Hey Kismuz, i agree with you . It has to be modular . Ray and perhaps Intel Coach are the libraries that are very modular that can be used. What is needed is the financial data ingestion and processing modules for Level 1 and 2 stock data , Forex and Bitcoin plus live trading modules that work. It has to be complete end-to-end RL trading pipieline . Most of the other state of the art modules or pieces like agents, algorithms & architectures are already available in various libraries and github repos as a starting point.

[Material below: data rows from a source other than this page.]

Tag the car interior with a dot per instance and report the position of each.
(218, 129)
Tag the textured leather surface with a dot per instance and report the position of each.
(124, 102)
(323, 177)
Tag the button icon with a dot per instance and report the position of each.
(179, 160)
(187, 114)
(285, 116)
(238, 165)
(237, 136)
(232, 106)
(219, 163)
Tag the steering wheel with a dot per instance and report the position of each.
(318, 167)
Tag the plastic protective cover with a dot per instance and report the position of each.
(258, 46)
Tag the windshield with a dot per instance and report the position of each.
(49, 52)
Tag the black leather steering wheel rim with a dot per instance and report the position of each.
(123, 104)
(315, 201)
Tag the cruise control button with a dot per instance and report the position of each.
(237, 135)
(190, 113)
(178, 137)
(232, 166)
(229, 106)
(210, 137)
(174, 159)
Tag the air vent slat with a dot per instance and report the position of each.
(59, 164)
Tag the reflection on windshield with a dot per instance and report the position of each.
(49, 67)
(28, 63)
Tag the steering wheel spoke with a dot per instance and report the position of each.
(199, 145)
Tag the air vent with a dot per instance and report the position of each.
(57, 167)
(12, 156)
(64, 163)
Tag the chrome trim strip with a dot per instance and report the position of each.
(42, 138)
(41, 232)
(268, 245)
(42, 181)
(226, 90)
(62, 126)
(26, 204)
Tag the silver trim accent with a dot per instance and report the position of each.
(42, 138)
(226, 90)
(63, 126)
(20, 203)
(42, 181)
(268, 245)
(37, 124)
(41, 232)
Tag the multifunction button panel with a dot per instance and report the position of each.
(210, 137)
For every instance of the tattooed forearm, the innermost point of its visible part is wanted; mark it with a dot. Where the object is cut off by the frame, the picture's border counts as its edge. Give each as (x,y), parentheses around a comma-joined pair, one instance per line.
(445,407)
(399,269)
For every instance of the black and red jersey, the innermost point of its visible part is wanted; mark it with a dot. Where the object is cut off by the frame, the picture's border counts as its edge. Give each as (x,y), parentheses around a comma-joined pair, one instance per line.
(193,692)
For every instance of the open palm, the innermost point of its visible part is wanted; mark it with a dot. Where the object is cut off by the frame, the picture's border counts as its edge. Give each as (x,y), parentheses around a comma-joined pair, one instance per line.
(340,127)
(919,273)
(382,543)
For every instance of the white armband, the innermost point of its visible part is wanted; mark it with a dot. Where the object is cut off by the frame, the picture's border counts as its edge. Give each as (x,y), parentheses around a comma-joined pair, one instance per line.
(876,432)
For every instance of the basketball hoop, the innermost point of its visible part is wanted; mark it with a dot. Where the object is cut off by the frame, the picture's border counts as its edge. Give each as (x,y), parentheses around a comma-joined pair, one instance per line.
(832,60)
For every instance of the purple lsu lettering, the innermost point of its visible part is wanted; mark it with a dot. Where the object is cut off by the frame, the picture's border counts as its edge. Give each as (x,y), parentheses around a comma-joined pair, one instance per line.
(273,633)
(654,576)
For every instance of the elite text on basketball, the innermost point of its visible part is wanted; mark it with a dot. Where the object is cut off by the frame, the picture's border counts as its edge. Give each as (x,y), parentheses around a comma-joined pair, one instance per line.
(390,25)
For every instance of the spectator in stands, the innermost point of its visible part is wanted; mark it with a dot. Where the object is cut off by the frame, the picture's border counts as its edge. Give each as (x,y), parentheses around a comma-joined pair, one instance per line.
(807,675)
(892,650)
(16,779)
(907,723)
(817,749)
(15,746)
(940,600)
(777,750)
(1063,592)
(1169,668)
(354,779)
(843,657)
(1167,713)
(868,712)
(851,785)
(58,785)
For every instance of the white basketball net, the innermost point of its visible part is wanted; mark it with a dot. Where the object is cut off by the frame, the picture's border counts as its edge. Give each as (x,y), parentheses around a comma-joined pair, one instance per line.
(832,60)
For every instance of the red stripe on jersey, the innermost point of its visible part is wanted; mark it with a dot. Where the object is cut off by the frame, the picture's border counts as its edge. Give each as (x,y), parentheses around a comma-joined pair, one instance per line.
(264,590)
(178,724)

developeralgo8888 commented 5 years ago

current btgym structure

This is how distributed training is currently organised. One of my goals is modify it to natively fit Ray setup. Everything inside blue area fits almost seamlessly. Possibly removing DataServer Process (use Ray Plasma Object Store instead?) and encapsulating BTGym Server functionality inside workers processes. Or, fully redefine BTgymServer as abstract environment driver process and let Ray manage it. Any thoughts on this?

IMHO , Ray is an excellent RL Library , if you can natively and seemlessly let RAY handle most of the nuts and bolts that it does so well and then we can focus on the live data streaming ingestion , processing of live , historical and synthetic data , plus live trading modules that actually work

developeralgo8888 commented 5 years ago

Hey Kismuz, Have you already written the code for BTGym 2.0 that you can publish ? i am thinking of making a modular version of improved BTGym version but completely based on TF, Ray and modin and a few sprinkles of stable-baselines code but following the Modular architecture of Ray and Intel Coach patterns

Thanks for great work

Ray-0403 commented 5 years ago

waiting for the release of this great project🍾

Kismuz commented 5 years ago

@developeralgo8888 , @Ray-0403 and everybody, First, I want to apologize for the absence of proper BTGym issue support for past three months. Currently I"m involved in full-time ML research for an algo-trading domain. This fact leaves virtually no time for timely project support and development. From the other hand, thanks to my current job, my vision of a future RL-trading framework has undergone substantial change toward more realistic production-level system. Is it turned out, when financial domain is considered, transfer to production phase (live trading) is quite complex (to say at least) even for relatively simple models (like classificators). This involves proper historic and live data handling and feature extraction, continuous model retraining add deploying control etc. So no, there is no new code since I only recently started to figure out principal approaches to handling such complicated dataflows etc.

kivo360 commented 5 years ago

Does this mean you'll completely stop? It was gaining steam.

JaCoderX commented 5 years ago

@Kismuz, Is there a way to help out/contribute on the new project?

Kismuz commented 4 years ago

Closed due to long inactivity period.